Düşük özgüven belirtileri nelerdir?
- Bu kişiler kendilerinin olumlu yönlerini ve özelliklerini görmekte zorlanırlar.
- Başkalarından gelecek sevgiyi kabul etmekte zorluk çekerler.
- Ellerinde olmadığı durumlarda bile sürekli kendilerini suçlama eğilimindedirler.
- Kendilerini bir çok açıdan yetersiz görme eğilimleri vardır. Böyle bir kişi kendisini diğer insanlardan önemsiz, daha az çekici, başarısız, etrafına bir yük olarak görebilir.
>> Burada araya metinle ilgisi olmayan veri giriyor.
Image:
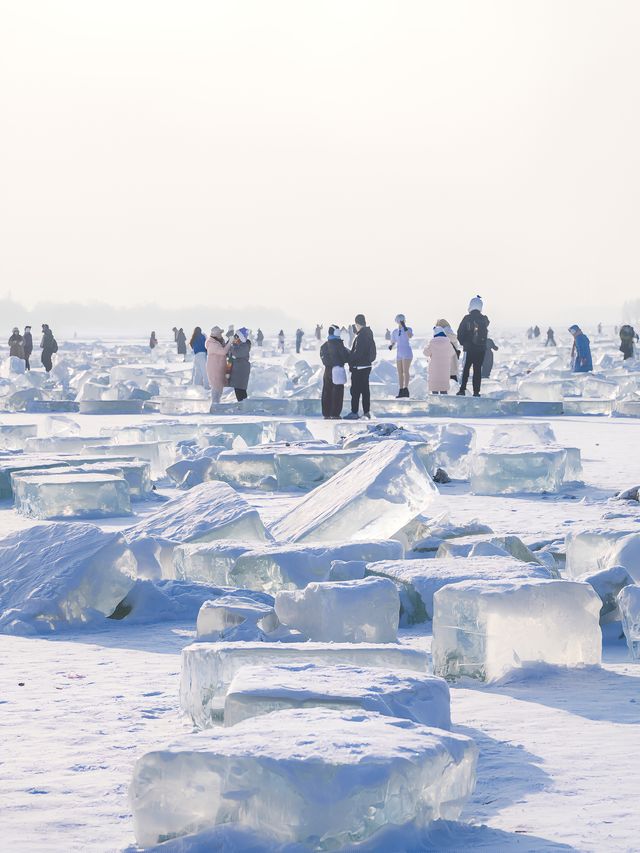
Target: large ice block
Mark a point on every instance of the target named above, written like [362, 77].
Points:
[258, 690]
[360, 611]
[206, 512]
[419, 580]
[253, 612]
[14, 436]
[77, 495]
[507, 470]
[629, 606]
[317, 776]
[373, 497]
[593, 549]
[52, 575]
[208, 668]
[487, 629]
[275, 567]
[208, 562]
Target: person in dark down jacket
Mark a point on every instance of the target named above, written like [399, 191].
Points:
[240, 364]
[333, 353]
[473, 334]
[27, 343]
[363, 354]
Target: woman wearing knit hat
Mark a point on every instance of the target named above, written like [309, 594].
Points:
[217, 351]
[240, 364]
[439, 351]
[401, 339]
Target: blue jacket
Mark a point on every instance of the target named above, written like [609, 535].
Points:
[582, 362]
[199, 344]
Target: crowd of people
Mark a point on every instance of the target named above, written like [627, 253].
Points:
[21, 346]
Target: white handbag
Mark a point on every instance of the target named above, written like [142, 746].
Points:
[338, 375]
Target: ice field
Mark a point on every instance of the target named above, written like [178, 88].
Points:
[253, 629]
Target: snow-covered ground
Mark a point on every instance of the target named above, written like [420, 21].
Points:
[558, 748]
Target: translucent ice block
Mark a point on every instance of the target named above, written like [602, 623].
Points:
[629, 606]
[419, 580]
[208, 668]
[507, 470]
[485, 630]
[257, 690]
[317, 776]
[275, 567]
[75, 495]
[360, 611]
[373, 497]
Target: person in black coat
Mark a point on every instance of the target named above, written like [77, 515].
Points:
[363, 354]
[27, 343]
[472, 334]
[333, 353]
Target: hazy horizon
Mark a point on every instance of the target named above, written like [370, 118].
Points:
[323, 158]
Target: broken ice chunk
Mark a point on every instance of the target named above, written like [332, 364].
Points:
[316, 776]
[257, 690]
[360, 611]
[486, 630]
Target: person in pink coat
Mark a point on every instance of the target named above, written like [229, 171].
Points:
[439, 351]
[216, 362]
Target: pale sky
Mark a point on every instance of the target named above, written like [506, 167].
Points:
[326, 157]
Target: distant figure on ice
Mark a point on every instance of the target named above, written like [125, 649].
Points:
[401, 339]
[363, 354]
[627, 338]
[440, 353]
[16, 346]
[49, 346]
[334, 355]
[198, 344]
[240, 364]
[581, 351]
[473, 334]
[455, 343]
[181, 342]
[487, 364]
[217, 351]
[27, 343]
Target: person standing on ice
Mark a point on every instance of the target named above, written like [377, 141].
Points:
[334, 355]
[439, 351]
[181, 342]
[27, 343]
[363, 354]
[198, 344]
[401, 338]
[581, 351]
[217, 351]
[240, 363]
[473, 334]
[455, 343]
[49, 346]
[628, 337]
[16, 344]
[487, 364]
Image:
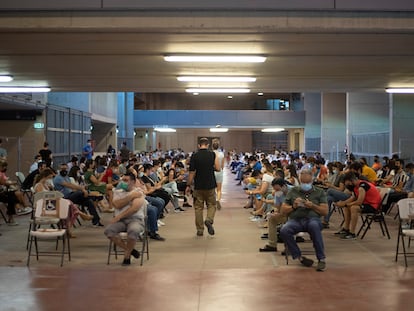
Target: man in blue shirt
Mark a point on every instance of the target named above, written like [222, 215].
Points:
[75, 193]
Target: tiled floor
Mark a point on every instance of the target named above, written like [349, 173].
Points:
[224, 272]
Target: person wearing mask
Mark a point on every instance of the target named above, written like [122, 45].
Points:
[87, 150]
[365, 198]
[203, 163]
[304, 206]
[75, 193]
[129, 216]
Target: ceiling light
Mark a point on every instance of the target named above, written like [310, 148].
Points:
[217, 90]
[24, 89]
[165, 130]
[400, 90]
[216, 58]
[215, 79]
[219, 130]
[6, 78]
[272, 130]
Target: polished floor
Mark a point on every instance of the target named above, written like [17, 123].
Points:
[224, 272]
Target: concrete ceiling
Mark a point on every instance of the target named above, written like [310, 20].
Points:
[124, 52]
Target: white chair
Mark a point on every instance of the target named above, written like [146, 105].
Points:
[36, 222]
[55, 208]
[406, 226]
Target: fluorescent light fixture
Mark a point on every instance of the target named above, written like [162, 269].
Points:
[217, 90]
[216, 58]
[400, 90]
[219, 130]
[215, 79]
[272, 130]
[165, 130]
[6, 78]
[24, 89]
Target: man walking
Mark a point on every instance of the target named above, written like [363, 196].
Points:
[203, 163]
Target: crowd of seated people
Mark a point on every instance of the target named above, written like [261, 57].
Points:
[352, 186]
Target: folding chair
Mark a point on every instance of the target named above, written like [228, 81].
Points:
[405, 227]
[28, 193]
[36, 222]
[378, 216]
[143, 239]
[55, 208]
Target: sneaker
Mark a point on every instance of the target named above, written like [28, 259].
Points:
[342, 232]
[307, 262]
[135, 253]
[349, 236]
[24, 211]
[12, 223]
[218, 205]
[156, 236]
[299, 239]
[321, 266]
[209, 226]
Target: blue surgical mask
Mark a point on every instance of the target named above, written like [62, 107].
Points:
[123, 185]
[306, 187]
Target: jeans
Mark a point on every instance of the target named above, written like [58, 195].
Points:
[311, 225]
[152, 218]
[332, 196]
[158, 203]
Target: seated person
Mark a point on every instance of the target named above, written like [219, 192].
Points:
[365, 198]
[263, 191]
[304, 206]
[13, 198]
[276, 218]
[94, 184]
[75, 193]
[129, 216]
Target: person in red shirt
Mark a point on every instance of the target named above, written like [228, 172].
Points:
[365, 198]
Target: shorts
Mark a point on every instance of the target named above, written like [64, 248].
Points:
[219, 176]
[368, 209]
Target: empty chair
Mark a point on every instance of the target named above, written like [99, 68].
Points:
[406, 227]
[53, 208]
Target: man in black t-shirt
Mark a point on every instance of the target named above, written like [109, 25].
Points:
[203, 163]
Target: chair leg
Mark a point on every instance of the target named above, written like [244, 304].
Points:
[109, 251]
[63, 249]
[29, 251]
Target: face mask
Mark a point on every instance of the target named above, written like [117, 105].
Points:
[306, 187]
[123, 185]
[350, 187]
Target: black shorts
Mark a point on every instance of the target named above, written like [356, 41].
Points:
[368, 209]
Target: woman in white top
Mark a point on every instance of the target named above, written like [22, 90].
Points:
[43, 182]
[218, 175]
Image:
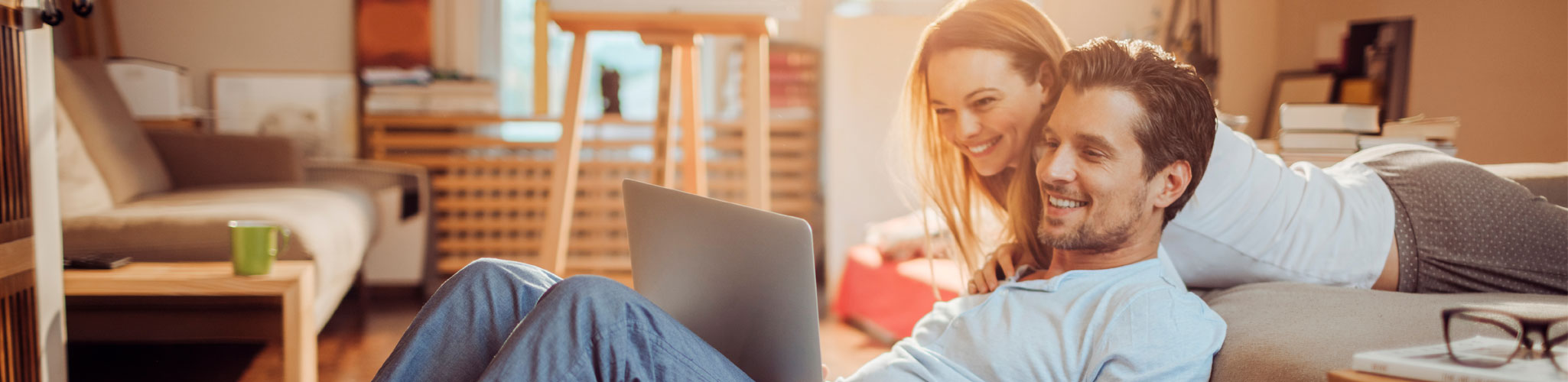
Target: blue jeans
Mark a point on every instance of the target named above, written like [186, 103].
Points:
[510, 322]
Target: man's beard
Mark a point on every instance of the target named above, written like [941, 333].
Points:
[1087, 237]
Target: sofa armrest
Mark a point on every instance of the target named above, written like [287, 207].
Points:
[373, 176]
[207, 160]
[1542, 179]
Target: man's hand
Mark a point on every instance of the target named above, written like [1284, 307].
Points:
[1000, 265]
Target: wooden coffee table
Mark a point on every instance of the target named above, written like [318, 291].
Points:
[291, 280]
[1361, 376]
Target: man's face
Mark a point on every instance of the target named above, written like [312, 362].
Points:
[1090, 173]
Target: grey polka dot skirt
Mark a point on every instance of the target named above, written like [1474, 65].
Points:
[1462, 229]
- Başarılarını hafife alırlar ve gelen övgüleri kabul etmekte zorlanabilirler.
- Bu kişiler tek başına karar almakta zorlanırlar ve aldıkları kararlardan emin olamazlar.
- Göz teması kurmakta zorlanma ve konuşurken göz kaçırma eğilimi görülür.
- Başka insanlar tarafında reddedilme kaygısı yaşarlar.
- Başkalarına hayır demekte zorlanırlar.
- Sosyal ortamlarda rahat edemezler.
Özgüveni geliştirmek için 3 yöntem:
1. Karakterimizdeki değerli özellikleri, kişisel niteliklerimizi bulmak ve bunları onaylamak
Ne konuda iyisiniz? Neleri iyi yapıyorsunuz? Güçlü yanlarınız neler? Bunları bulup bu konuda küçük adımlar atarak kendinizi geliştirmeye devam etmek ve bunu çevrenize göstermenin bir yolunu bulmak özgüveni artırmak için iyi bir yöntemdir. Mesela, eğer güzel yemek yaptığınızı düşünüyorsanız ailenize ya da arkadaşlarınıza yemek yapın, iyi bir organizatörseniz bir buluşma ayarlayın, yazı yazmakta iyiyseniz blog yazın. Sonra da hem kendinizi tebrik edin, hem de gelen övgülere açık olun, "Ne olacak, bunu herkes yapabilir." gibi başarınızı basitleştirecek sözler söylemeden bu övgüleri kabul edin. Sade bir "Teşekkür ederim." yeterli olacaktır.
2. Hedeflerimizin ve değerlerimizin peşinden gitmek, hedeflerimizi gerçekleştirmek
Hedefler hayatımıza bir yön verir ve bize motivasyon sağlar. Gerçekçi ve ulaşılabilir hedefler koymak ve bunlar için çalışmak özgüveni artırmaya yardımcı olur. Hedef ve değerlerimize uygun davrandığımızda kendimizle bütünleşir, geliştiğimizi ve büyüdüğümüzü hissederiz. Ancak gerçekçi olmayan, ve kendi değerlerimize aykırı olan (başkalarının değerlerine uygun olan) ulaşması çok zor hedefler koymak, bir hedef için sürekli uğraşmak ama asla ulaşamamak özgüveni zedeleyebilir. Aynı şekilde mükemmeliyetçilik de sizi paralize eder ve hedeflerinize ulaşmanızı engeller. Hedef belirlemede dikkat edilmesi gereken bir kaç noktadan bahsedelim:
- Hedefin gerçekçi ve ulaşılabilir olduğundan emin olun.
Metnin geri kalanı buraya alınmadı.